The changes of Summer 1978 failed to be successful in both ratings and earnings potential. September 1979 would see 108 FM abandoning its unique alternative rock programming in favor of a syndicated music service. Many fans of WDJF's eclectic music offerings protested as their familiar music was replaced with the contemporary music based "Z" Format, an automated syndicated music service supplied by Century 21 Programming (presently known as TM Studios) located in Dallas, Texas.

Century 21 Programming Z Format Binder

The RP1000 automation system now allowed the station to air programming with minimal labor being expended to the operation of the FM station. Both Rod Ross and Doug McLennan were fired in cost-cutting measures as a direct result of the change. It was clear the station was desperate for programming that would attract greater listener numbers as well as advertising revenue since an Arbitron rating was non-existent for the previous alternative rock format.

A year later WDJF would finally show up in the ratings with a .3 percent share of the greater Bridgeport audience, Monday through Sunday, 6am to midnight, with people 12 years of age and older.

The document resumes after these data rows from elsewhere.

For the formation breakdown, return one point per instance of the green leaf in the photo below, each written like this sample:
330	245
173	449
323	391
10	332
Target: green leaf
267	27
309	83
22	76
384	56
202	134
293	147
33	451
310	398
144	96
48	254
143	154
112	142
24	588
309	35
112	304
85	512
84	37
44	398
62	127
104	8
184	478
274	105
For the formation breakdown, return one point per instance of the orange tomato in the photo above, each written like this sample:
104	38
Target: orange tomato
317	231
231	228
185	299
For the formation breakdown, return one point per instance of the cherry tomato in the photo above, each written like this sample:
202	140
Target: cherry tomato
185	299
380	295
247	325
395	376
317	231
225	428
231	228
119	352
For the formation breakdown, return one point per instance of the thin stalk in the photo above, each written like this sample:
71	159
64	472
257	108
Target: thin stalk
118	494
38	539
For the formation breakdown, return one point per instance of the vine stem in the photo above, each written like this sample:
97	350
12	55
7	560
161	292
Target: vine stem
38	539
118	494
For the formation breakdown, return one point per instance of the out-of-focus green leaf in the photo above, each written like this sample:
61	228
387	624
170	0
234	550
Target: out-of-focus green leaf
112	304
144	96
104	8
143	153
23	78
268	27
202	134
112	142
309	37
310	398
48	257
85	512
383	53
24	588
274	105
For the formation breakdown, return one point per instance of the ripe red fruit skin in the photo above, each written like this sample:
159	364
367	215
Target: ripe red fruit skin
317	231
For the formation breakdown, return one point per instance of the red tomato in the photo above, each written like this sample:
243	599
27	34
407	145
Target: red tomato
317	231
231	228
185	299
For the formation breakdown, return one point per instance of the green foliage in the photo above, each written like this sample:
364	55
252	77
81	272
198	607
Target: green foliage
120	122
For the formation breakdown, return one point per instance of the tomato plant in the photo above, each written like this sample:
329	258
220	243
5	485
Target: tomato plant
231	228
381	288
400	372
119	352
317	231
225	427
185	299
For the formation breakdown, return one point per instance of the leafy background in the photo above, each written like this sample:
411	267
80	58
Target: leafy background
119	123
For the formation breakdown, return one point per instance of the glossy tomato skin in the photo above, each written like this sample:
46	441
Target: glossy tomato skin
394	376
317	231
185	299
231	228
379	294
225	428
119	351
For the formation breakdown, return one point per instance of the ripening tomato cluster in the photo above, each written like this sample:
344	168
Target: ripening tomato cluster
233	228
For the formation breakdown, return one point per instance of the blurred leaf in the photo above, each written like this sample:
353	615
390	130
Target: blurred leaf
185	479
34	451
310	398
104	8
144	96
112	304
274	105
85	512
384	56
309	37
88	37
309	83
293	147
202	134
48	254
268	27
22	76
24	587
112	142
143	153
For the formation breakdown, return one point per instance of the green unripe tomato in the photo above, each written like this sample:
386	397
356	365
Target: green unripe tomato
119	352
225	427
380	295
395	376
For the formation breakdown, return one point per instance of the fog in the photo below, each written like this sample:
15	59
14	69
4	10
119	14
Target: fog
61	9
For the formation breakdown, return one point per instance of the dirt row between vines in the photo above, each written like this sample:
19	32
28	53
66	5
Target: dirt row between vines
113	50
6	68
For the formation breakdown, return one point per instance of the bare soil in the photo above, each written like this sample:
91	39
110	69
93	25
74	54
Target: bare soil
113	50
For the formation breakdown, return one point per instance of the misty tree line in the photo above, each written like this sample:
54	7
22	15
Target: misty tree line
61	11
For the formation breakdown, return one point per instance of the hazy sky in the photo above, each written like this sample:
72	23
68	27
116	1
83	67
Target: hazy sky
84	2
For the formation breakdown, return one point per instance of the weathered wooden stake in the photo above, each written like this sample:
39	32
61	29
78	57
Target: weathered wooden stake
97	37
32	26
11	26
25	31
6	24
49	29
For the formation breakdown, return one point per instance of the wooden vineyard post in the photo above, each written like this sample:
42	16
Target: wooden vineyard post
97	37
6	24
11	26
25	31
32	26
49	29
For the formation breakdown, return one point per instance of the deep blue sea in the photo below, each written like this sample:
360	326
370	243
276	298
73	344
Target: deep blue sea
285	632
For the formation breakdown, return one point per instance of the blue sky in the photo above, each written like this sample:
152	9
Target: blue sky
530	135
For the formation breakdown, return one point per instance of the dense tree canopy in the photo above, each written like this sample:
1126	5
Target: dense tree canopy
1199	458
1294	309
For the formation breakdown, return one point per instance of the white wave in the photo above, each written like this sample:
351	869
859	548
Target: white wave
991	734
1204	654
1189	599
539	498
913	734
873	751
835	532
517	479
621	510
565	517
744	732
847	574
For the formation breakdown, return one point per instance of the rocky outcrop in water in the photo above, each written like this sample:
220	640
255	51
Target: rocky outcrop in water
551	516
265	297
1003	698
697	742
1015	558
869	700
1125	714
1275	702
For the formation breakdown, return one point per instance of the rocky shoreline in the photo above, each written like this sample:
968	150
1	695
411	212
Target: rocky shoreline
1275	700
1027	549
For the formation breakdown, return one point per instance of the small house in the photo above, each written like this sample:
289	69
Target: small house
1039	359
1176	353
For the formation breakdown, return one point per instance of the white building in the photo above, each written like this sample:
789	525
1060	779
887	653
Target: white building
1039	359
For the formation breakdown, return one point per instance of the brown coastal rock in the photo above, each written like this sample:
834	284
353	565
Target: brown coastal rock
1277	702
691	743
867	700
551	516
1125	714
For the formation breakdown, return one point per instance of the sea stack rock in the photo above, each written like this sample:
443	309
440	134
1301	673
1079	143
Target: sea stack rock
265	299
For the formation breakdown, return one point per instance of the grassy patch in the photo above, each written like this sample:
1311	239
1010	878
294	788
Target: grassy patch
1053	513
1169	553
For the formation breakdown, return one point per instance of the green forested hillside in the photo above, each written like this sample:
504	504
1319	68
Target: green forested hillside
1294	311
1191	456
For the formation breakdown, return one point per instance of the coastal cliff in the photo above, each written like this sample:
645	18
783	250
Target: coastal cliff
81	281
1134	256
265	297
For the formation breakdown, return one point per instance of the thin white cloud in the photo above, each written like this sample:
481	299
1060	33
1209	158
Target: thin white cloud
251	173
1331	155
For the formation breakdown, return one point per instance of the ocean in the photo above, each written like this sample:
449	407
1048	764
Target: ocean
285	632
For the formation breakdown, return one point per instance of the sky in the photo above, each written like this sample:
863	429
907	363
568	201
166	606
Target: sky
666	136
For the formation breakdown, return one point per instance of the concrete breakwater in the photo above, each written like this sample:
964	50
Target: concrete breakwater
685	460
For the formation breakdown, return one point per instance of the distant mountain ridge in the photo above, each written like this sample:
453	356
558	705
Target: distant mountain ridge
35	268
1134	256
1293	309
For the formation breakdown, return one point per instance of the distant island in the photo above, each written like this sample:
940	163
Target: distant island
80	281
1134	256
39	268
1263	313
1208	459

Advertising increased 142 percent from the previous year as a direct result of the change in format.

Shirley Doak of WDJF

WDJF eventually started to integrate live announcers back into its on-air presentation while using the automation system in a "live assist" mode, meaning the announcers would manually control the music from the automation system and perform live announcing.

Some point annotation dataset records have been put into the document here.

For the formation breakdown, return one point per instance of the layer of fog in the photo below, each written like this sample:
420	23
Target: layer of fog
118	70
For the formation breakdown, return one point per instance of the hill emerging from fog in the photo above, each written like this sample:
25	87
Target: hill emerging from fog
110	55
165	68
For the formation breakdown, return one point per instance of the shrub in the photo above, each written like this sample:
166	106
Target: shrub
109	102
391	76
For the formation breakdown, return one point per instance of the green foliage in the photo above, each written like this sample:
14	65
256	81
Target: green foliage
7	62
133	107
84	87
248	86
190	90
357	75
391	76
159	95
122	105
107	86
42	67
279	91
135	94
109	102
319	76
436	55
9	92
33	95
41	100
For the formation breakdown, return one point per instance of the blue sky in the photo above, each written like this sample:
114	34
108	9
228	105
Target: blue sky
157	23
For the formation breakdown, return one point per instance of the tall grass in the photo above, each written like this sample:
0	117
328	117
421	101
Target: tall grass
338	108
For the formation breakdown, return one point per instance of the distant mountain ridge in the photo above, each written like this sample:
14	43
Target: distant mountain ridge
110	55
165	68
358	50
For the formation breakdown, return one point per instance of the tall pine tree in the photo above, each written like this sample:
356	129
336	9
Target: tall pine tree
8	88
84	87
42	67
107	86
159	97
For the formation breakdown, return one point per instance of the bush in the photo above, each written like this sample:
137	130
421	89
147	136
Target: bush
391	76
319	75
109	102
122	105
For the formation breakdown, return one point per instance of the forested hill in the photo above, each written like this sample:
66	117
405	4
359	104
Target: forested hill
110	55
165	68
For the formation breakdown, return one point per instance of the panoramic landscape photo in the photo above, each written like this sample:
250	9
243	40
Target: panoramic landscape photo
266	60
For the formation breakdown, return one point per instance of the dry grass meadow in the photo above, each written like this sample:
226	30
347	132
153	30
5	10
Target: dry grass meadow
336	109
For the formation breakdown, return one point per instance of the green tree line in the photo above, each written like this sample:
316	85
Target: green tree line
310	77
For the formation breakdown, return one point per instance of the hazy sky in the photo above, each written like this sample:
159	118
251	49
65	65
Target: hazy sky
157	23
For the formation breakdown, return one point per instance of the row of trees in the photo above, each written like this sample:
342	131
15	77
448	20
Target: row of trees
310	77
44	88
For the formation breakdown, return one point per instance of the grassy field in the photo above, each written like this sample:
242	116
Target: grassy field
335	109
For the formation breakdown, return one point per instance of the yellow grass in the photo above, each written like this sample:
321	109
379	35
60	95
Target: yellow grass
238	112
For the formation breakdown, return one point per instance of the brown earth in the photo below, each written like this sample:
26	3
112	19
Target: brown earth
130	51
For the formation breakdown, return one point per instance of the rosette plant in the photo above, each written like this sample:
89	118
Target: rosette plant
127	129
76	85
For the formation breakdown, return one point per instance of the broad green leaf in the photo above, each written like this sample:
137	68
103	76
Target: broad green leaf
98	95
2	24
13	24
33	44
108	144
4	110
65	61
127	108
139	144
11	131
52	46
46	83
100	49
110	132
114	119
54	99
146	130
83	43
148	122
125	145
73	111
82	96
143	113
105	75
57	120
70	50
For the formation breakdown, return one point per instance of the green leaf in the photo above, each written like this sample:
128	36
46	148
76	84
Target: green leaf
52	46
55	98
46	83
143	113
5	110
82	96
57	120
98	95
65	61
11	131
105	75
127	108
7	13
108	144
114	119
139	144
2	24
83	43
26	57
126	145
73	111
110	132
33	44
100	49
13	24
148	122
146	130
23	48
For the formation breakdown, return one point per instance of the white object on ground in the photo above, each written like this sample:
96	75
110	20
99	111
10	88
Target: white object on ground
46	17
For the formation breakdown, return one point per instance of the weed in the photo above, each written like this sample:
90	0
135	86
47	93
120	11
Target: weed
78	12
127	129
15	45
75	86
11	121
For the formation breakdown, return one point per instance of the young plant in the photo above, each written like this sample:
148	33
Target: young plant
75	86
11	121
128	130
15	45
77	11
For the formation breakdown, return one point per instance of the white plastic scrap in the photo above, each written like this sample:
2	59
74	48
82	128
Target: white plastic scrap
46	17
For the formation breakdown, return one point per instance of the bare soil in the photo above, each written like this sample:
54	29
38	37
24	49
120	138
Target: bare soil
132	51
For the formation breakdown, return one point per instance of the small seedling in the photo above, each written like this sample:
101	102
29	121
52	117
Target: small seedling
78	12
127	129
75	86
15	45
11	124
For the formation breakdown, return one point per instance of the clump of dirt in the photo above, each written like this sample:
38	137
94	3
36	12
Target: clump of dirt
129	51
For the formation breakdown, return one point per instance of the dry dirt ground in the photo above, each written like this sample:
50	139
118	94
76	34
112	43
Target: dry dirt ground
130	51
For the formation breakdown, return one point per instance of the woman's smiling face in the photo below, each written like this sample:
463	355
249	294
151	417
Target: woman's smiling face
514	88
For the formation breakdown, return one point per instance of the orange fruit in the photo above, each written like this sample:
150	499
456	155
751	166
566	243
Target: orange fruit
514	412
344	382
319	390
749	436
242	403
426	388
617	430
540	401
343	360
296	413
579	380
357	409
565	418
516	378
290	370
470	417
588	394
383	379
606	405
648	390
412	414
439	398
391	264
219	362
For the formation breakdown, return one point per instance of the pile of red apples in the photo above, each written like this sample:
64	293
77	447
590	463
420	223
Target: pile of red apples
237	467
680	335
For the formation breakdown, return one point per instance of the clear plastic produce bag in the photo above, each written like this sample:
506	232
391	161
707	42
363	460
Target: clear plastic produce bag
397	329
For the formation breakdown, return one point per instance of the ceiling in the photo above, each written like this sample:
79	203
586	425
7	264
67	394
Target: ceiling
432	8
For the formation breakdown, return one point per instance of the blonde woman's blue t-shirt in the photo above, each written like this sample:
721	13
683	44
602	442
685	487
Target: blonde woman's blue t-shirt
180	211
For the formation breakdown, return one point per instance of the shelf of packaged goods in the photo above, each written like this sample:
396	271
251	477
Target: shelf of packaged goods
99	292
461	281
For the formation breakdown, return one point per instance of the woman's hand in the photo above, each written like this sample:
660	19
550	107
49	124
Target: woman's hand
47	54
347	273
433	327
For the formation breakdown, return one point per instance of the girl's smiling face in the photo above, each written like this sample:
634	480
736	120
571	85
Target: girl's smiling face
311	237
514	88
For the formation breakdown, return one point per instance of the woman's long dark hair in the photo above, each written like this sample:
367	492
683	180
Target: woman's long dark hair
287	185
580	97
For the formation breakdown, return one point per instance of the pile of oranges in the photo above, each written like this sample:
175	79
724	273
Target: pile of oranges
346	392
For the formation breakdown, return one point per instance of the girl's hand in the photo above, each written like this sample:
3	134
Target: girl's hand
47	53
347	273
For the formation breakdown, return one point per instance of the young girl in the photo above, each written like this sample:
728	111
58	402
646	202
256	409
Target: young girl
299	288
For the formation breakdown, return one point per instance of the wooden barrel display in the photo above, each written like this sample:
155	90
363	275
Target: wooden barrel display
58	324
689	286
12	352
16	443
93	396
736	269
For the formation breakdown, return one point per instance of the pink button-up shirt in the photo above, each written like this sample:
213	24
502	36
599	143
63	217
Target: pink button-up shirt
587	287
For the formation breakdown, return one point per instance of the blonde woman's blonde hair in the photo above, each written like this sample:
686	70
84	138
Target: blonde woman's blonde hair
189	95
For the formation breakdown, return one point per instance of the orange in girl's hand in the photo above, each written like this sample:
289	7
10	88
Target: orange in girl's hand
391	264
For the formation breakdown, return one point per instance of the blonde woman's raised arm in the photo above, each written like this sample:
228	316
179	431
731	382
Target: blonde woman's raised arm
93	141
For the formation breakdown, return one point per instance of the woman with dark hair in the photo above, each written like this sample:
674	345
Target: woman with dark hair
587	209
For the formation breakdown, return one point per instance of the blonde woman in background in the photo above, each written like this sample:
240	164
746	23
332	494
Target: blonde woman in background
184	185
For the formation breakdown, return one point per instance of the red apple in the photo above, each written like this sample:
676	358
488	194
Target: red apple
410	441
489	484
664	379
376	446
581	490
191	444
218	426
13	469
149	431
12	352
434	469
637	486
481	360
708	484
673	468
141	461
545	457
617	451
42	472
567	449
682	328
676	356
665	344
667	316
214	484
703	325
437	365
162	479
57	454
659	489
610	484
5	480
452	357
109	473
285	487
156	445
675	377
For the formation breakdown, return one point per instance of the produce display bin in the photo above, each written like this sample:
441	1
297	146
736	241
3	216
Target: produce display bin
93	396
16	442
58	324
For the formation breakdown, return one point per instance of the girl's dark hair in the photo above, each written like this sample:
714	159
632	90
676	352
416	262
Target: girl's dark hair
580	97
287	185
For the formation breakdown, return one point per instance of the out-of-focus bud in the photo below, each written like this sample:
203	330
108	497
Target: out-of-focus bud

In early 1983, WDJF would switch from the Century 21 "Z Format" to using the "American Rock" format produced by broadcast program syndicator Radio Arts Incorporated of Burbank, California.

WDJF's Automation System

Shirley Doak, who had been the station's traffic manager, later worked the overnight on-air shift. She often performed production duties during the first hour of her air shift and the automation reels played during this time would often feature the Radio Arts' staff announcer.

Pictured top left is a vintage WDJF bumper sticker with the butterfly logo. Upper right is the actual Century 21 Z Format programming and operations manual belonging to the station. Above left is Shirley Doak as she reconciles programming changes and updates for the RP1000 automation system, circa 1979. Lastly, on the right the SonoMag RP1000 broadcast automation system installed at WDJF. This systems utilized four Scully reel tape players, two carousel cartridge tape players and an ITC triple deck cartridge player.